Naughty Barnaby eating your Mom's favourite scrunchie! lol. I have a feeling that Sammy will grow up to be just like Barnaby eating things in his senior years. I do love a senior that never grows up though, it's sweet that they're still pups at heart


----------



## swishywagga (Nov 13, 2012)

Hollie, I see so much of Barnaby in Sammy!. He brings back so many memories, they even look so similar. When you said Sammy drags things outside that made me laugh so much, Barnaby used to take the pillows off the bed and run out into the garden with them!


----------



## GoldenMum (Mar 15, 2010)

Glad things all "worked out" in the end. Oh Barnaby, you big puppy you!


----------



## HolDaisy (Jan 10, 2012)

swishywagga said:


> Hollie, I see so much of Barnaby in Sammy!. He brings back so many memories, they even look so similar. When you said Sammy drags things outside that made me laugh so much, Barnaby used to take the pillows off the bed and run out into the garden with them!
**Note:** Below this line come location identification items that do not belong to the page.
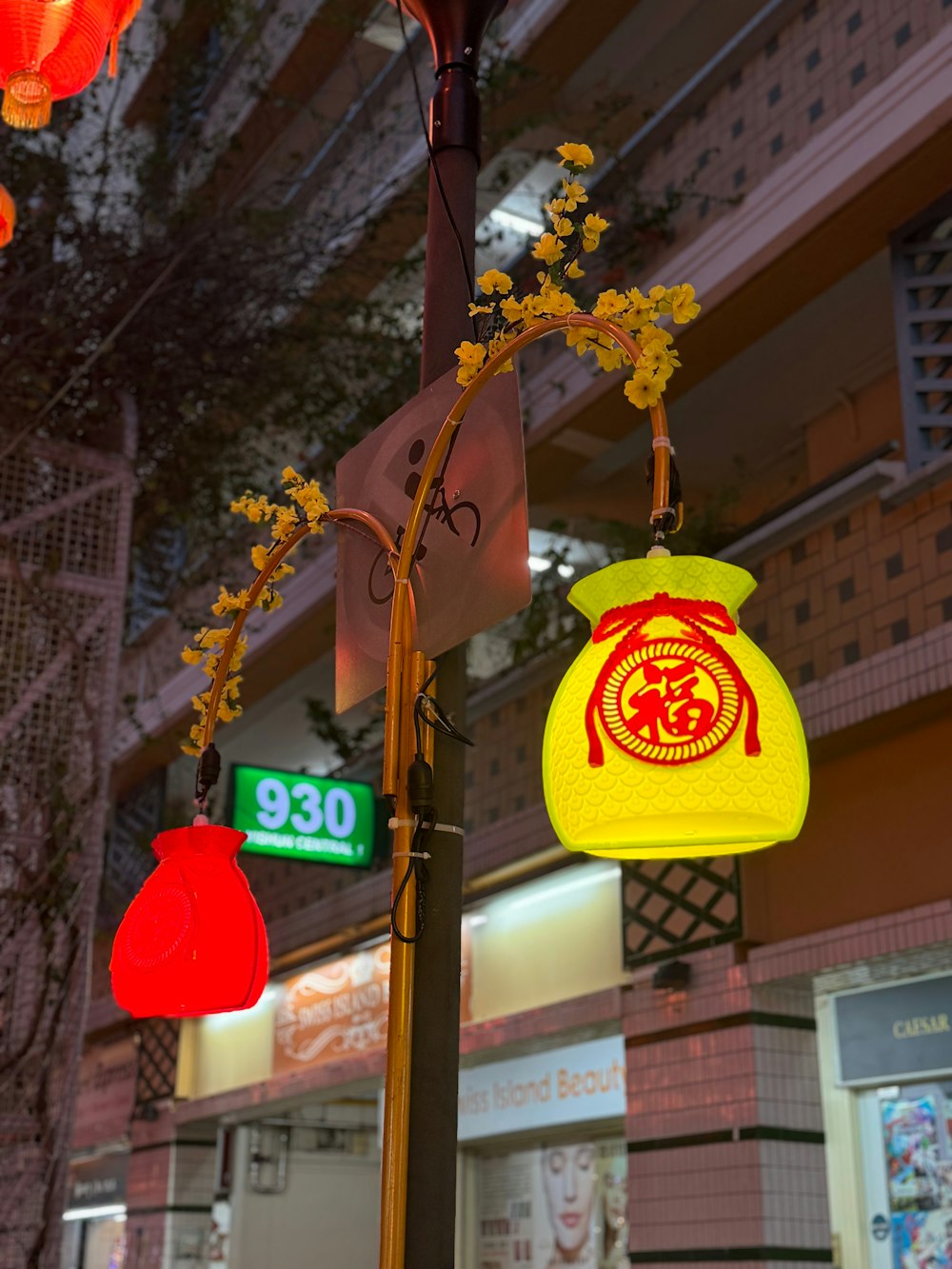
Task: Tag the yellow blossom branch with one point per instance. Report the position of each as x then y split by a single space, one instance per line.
258 585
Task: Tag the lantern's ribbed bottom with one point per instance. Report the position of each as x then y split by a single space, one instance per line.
29 100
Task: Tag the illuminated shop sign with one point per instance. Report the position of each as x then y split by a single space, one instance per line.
902 1031
300 816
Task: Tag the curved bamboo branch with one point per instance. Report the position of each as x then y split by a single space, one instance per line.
400 612
274 559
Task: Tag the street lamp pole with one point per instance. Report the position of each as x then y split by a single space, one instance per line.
456 30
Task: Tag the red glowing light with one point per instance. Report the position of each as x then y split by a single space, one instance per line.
53 50
192 941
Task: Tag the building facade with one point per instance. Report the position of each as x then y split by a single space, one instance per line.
715 1062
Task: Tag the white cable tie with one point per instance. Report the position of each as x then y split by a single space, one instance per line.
425 823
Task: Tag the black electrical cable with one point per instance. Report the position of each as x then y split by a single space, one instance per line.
455 228
415 867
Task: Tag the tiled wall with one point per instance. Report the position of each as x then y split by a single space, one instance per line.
724 1120
860 585
819 66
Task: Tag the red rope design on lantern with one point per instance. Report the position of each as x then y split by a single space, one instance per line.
701 618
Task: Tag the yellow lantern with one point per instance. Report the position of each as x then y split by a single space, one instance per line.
672 735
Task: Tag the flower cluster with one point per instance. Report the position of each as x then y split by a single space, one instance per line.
577 232
304 509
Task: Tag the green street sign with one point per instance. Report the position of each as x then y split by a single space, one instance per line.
304 816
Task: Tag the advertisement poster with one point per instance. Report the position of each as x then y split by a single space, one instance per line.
920 1174
563 1204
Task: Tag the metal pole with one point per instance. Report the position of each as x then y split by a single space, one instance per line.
456 30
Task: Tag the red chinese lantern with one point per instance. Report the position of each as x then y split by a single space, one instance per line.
8 217
53 49
192 941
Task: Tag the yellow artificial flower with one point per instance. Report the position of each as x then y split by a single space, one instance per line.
493 281
575 155
643 391
574 194
548 248
609 304
497 346
593 228
510 308
579 339
608 358
471 354
285 523
682 301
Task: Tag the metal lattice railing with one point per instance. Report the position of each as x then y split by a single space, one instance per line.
64 540
672 906
922 282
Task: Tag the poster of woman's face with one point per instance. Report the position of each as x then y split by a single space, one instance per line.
562 1204
569 1183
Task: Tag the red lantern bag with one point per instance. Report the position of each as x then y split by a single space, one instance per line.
192 941
53 49
8 217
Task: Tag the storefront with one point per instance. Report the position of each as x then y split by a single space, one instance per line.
94 1222
893 1054
544 1161
543 1135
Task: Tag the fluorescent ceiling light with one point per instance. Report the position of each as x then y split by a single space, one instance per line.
117 1211
543 894
513 221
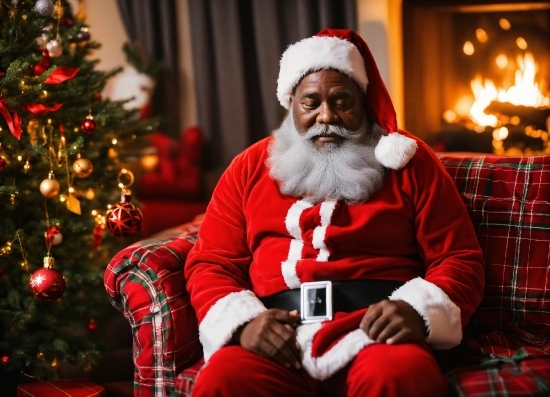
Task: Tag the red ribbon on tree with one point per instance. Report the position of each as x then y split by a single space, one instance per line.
14 123
39 109
61 74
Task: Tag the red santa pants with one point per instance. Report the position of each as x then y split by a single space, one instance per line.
378 370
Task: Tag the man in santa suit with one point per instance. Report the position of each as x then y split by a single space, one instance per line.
336 253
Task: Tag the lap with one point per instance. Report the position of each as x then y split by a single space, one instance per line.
379 369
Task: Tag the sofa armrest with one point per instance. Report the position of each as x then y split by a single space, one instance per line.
145 282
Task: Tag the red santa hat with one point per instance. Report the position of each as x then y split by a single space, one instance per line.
345 51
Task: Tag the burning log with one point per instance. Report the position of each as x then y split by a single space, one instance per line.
536 117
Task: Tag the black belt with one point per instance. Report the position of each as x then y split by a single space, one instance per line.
347 296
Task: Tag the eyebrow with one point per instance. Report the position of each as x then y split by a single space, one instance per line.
337 95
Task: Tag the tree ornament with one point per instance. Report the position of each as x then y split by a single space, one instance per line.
89 125
27 166
54 48
124 219
47 283
50 187
82 167
53 236
92 325
44 64
83 34
44 7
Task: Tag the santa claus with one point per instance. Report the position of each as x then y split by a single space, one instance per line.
336 253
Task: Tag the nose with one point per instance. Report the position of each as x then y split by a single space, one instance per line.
326 114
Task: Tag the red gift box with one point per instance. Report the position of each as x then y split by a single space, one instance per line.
61 388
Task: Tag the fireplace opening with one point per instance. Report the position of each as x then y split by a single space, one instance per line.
477 77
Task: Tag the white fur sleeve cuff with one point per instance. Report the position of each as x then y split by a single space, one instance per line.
440 314
224 317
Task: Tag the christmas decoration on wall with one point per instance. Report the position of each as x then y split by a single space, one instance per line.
53 236
43 101
3 163
47 283
92 325
89 125
82 167
124 219
44 7
55 48
49 187
83 34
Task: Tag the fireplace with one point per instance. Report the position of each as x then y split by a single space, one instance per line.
477 75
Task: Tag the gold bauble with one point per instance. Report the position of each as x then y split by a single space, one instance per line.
50 187
83 167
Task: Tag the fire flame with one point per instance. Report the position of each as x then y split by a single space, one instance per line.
524 92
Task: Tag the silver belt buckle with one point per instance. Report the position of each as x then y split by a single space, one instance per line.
316 301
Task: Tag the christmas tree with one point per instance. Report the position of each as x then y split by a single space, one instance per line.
61 166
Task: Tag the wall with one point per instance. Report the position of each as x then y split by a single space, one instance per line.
379 23
107 28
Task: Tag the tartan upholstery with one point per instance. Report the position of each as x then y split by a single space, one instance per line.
145 282
507 339
508 200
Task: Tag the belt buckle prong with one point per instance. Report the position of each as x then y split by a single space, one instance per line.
316 301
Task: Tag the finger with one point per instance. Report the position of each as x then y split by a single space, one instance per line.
284 342
283 316
377 327
390 330
370 317
401 336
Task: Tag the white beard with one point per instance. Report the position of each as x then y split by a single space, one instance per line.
348 171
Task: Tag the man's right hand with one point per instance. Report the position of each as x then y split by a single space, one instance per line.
273 335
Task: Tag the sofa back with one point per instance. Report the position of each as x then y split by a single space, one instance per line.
508 200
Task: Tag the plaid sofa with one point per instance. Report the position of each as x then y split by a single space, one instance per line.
506 346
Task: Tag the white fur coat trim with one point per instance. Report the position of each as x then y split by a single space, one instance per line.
395 150
336 358
318 53
441 315
224 317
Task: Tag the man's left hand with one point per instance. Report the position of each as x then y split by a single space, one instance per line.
393 322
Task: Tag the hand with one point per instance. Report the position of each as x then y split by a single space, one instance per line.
273 335
393 322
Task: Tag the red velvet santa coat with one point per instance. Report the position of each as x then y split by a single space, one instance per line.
255 241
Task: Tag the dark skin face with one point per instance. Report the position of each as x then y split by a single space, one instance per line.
327 97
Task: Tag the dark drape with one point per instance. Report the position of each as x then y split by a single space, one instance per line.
153 24
237 45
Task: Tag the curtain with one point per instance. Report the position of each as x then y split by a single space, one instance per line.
153 24
236 48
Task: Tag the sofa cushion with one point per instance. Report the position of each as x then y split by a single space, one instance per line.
508 200
145 282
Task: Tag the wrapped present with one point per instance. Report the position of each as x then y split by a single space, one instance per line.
61 388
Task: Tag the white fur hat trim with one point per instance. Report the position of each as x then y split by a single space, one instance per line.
317 53
395 150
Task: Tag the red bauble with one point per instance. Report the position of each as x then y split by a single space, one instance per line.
92 325
47 284
89 125
124 219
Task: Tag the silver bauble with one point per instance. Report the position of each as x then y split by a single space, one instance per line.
44 7
54 48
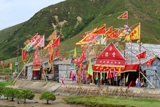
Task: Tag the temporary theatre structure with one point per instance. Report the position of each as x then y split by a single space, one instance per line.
149 66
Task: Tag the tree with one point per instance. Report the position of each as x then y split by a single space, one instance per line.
18 95
10 93
47 96
1 91
26 94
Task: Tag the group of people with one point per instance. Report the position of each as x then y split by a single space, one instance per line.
139 83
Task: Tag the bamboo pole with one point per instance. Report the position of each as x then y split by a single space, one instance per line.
20 71
147 79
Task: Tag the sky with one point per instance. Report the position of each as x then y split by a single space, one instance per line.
13 12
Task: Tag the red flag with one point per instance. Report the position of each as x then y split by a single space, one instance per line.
101 30
57 53
141 55
129 84
113 35
51 59
2 65
34 38
36 61
109 31
53 35
124 15
56 43
24 55
63 80
150 61
9 64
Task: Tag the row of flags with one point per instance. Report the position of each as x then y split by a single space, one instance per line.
39 41
102 34
9 65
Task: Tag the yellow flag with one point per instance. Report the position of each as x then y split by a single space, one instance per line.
134 34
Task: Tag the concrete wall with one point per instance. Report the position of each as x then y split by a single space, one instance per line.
87 90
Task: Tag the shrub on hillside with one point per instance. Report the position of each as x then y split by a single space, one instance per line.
47 96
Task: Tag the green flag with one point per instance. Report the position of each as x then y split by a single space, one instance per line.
90 70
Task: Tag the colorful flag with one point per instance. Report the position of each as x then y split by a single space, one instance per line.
49 44
27 46
129 84
57 53
75 53
141 55
24 55
2 65
150 61
134 34
89 38
90 69
36 61
51 59
63 78
109 75
124 15
10 66
34 42
113 35
127 78
42 42
119 72
56 43
101 30
123 33
34 37
109 30
53 36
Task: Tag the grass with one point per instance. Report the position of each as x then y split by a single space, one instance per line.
5 83
112 102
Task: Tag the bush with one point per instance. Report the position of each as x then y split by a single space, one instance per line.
10 93
47 96
26 94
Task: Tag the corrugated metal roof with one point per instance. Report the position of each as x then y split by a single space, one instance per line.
45 60
131 50
68 61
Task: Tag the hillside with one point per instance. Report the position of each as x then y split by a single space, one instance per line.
72 18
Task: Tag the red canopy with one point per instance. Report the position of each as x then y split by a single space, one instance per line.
36 61
128 67
111 57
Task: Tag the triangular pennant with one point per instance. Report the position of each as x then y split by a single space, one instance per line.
124 15
111 57
36 61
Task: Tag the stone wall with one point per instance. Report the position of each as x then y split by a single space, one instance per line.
88 90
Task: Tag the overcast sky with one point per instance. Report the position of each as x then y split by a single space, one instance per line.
13 12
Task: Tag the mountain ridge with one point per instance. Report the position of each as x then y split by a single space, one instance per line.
91 13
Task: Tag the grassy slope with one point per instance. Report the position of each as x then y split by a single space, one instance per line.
5 33
112 102
94 15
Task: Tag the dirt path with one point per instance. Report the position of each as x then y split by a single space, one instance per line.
59 102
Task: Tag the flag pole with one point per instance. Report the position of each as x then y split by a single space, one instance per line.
139 48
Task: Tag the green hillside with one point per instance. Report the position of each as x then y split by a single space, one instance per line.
72 18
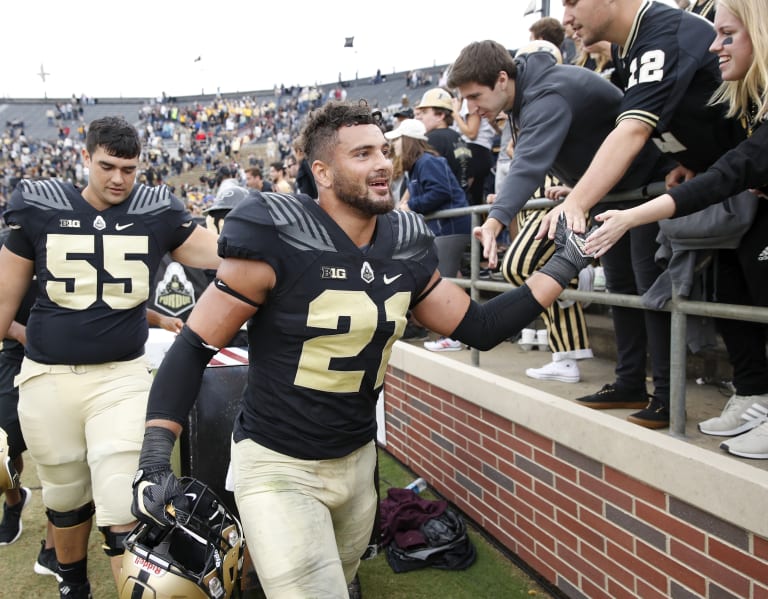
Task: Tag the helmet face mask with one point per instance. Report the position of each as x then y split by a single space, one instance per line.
200 558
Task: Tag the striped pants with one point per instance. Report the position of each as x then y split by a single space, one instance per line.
566 327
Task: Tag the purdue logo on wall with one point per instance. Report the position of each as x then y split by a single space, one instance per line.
174 293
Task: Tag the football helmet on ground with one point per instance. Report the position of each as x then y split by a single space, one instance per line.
201 558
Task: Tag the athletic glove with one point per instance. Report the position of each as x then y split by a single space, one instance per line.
157 495
569 257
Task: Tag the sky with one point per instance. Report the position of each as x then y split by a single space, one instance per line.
143 48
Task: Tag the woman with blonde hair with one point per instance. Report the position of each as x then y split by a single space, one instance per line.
741 45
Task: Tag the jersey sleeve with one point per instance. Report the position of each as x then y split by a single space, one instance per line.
268 224
31 205
414 244
166 210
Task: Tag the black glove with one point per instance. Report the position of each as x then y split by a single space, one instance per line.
569 257
157 495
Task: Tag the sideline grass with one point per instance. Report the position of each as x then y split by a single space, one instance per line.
492 575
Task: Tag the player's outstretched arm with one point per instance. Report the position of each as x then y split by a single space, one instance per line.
227 303
448 310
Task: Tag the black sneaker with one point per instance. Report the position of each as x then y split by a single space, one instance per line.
654 415
414 332
10 526
47 564
354 589
611 396
67 590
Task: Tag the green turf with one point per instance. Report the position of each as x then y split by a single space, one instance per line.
492 575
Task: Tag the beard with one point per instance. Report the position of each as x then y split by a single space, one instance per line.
357 195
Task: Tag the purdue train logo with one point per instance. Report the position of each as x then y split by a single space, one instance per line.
175 293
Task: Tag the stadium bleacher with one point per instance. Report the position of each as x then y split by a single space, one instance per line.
31 112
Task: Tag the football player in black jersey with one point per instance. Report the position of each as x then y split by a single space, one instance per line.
84 381
326 285
661 59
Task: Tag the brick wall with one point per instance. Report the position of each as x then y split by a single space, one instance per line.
588 528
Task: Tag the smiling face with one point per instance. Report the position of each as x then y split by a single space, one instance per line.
362 170
110 179
487 102
733 45
592 20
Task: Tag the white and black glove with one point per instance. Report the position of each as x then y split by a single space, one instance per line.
569 257
157 495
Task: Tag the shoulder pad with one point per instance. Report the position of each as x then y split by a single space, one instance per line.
412 236
296 225
46 194
149 200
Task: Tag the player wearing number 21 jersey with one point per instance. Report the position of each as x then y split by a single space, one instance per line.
319 350
84 382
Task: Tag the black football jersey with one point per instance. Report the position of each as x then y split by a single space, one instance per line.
669 76
93 268
320 344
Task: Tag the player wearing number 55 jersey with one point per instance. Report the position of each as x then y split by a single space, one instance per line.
83 383
326 285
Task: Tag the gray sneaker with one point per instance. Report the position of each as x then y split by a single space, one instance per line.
753 444
742 413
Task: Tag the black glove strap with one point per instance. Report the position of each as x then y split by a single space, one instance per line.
157 448
560 269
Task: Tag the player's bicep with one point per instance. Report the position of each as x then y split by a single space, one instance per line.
220 312
442 310
17 274
200 250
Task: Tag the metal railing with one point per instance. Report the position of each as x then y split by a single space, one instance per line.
679 307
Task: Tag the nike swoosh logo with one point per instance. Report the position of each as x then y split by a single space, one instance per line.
388 280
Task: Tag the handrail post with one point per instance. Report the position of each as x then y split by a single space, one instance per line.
678 347
474 274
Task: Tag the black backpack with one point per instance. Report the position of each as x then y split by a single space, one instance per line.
448 547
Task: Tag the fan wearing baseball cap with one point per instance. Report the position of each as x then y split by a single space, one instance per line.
435 110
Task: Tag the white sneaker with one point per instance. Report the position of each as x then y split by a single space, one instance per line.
598 283
542 339
443 344
527 339
741 414
753 444
565 371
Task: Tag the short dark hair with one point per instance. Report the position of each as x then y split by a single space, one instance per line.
116 135
320 132
481 62
549 29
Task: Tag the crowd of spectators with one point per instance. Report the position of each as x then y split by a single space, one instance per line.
177 138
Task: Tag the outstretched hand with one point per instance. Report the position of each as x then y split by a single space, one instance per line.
157 494
487 239
570 254
158 497
602 239
575 220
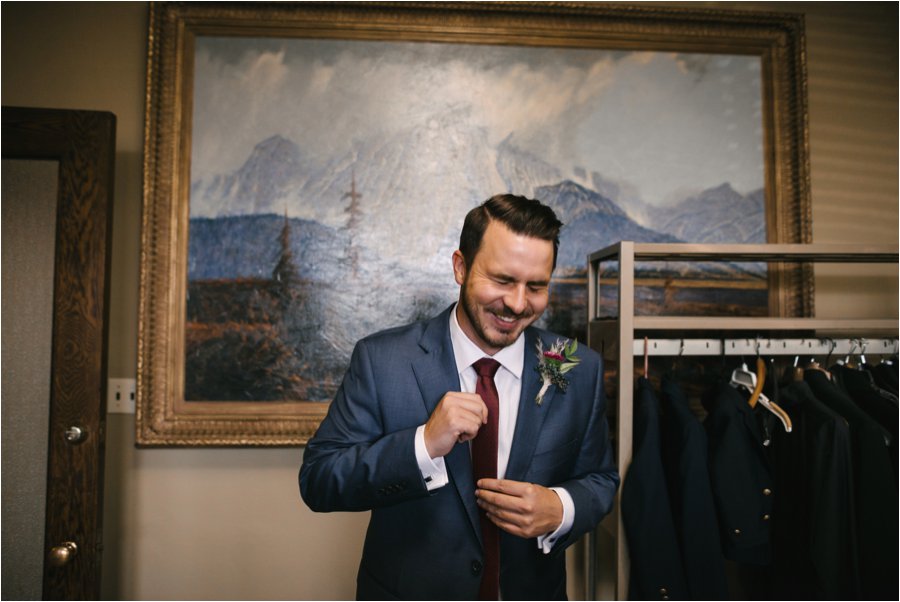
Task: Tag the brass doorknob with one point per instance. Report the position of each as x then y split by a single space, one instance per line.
62 554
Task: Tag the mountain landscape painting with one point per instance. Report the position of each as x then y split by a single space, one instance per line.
330 179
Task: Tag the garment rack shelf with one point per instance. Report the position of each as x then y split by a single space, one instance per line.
620 338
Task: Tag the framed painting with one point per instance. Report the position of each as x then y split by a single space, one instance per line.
308 167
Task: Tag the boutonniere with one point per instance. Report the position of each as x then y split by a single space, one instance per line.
554 363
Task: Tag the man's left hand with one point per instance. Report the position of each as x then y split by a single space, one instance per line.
523 509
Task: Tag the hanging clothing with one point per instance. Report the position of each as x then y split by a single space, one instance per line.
879 404
740 473
685 460
885 375
813 528
656 565
875 489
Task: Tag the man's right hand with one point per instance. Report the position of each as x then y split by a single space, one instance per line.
456 419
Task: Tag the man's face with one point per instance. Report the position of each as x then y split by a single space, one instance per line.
505 289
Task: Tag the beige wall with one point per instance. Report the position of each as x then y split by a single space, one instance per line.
228 523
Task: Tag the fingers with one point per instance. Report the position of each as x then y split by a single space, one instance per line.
523 509
456 419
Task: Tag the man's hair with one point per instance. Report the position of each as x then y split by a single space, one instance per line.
522 215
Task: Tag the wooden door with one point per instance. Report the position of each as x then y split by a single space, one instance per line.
82 146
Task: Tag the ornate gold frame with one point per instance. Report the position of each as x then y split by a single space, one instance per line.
163 417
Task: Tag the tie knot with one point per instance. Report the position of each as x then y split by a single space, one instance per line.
486 367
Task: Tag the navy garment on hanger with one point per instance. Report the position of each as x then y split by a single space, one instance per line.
874 401
885 375
740 475
813 527
685 459
656 565
875 486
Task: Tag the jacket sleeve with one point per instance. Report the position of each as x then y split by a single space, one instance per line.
355 461
595 476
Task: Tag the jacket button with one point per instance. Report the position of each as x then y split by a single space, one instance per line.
476 567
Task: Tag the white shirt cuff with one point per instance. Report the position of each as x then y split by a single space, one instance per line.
434 470
546 542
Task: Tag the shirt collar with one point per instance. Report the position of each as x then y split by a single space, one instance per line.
511 357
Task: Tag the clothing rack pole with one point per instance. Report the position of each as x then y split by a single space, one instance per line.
615 338
766 346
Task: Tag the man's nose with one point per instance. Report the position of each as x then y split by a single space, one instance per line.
516 299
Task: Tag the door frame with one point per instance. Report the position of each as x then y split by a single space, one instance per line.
83 143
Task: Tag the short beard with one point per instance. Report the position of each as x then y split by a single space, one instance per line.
472 314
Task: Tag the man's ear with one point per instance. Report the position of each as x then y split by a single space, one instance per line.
459 267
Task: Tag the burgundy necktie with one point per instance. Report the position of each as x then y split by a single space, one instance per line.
484 465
They do look very similar and sounds like they have the same funny characters  Oh that's hilarious about him taking the pillows, bless him! Sammy would do that too most probably if he had the chance but the bedrooms are off limits in the day. We even had to put a bolt on my sister's room to stop him opening the door handle and going in to steal things lol.


----------



## hotel4dogs (Sep 29, 2008)

Barnaby says that if you fed him the stuff the Tiny gets, he wouldn't have to eat your hair scrunchy  !


----------



## swishywagga (Nov 13, 2012)

hotel4dogs said:


> Barnaby says that if you fed him the stuff the Tiny gets, he wouldn't have to eat your hair scrunchy  !


Auntie Barb, u is sooo rite, i want da hott dawg sausage wid da ketchup fur my din dinz tomoz, wid da peeech n apricoott ice creem!


----------



## Chaya (Aug 18, 2012)

Naughtiness that tried our patience when they were puppies now warms our hearts when they're old gold!


----------



## swishywagga (Nov 13, 2012)

Chaya said:


> Naughtiness that tried our patience when they were puppies now warms our hearts when they're old gold!


Beautifully said!


----------



## Sweet Girl (Jun 10, 2010)

I'm afraid this made me laugh. Sorry about your pink scrunchy - but I can imagine the look on your face when it all came out in the poo! :


----------



## swishywagga (Nov 13, 2012)

Sweet Girl said:


> I'm afraid this made me laugh. Sorry about your pink scrunchy - but I can imagine the look on your face when it all came out in the poo! :


I have to admit, there have been many things over the years that have passed through shall we say, but the way it glittered made me laugh very loudly!


----------



## *Laura* (Dec 13, 2011)

HAHAHA.....Barnaby you've made me laugh out loud too


----------